Chen, Jiawei; Xue, Yanping; Ren, Leihao; Lv, Kun; Du, Peng; Cheng, Haixia; Sun, Shuchen; Hua, Lingyang; Xie, Qing; Wu, Ruiqi; Gong, Ye.
Afiliação
  • Chen J; Department of Neurosurgery of Huashan Hospital, State Key Laboratory of Medical Neurobiology, MOE Frontiers Center for Brain Science and Institutes of Brain Science, Fudan University, Shanghai, China.
  • Xue Y; Department of Neurosurgery of Huashan Hospital, State Key Laboratory of Medical Neurobiology, MOE Frontiers Center for Brain Science and Institutes of Brain Science, Fudan University, Shanghai, China.

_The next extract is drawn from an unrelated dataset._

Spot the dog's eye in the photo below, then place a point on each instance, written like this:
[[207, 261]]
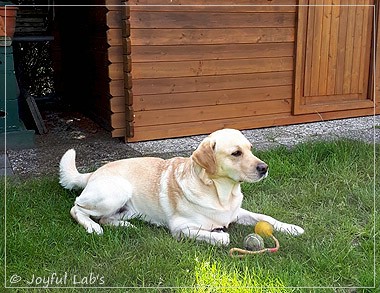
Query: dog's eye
[[237, 154]]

  • Ren L; Department of Neurosurgery of Huashan Hospital, State Key Laboratory of Medical Neurobiology, MOE Frontiers Center for Brain Science and Institutes of Brain Science, Fudan University, Shanghai, China.
  • Lv K; Department of Radiology, Huashan Hospital, Fudan University, Shanghai, China.
  • Du P; Department of Radiology, Huashan Hospital, Fudan University, Shanghai, China.
  • Cheng H; Department of Pathology, Huashan Hospital, Shanghai Medical College, Fudan University, Shanghai, China.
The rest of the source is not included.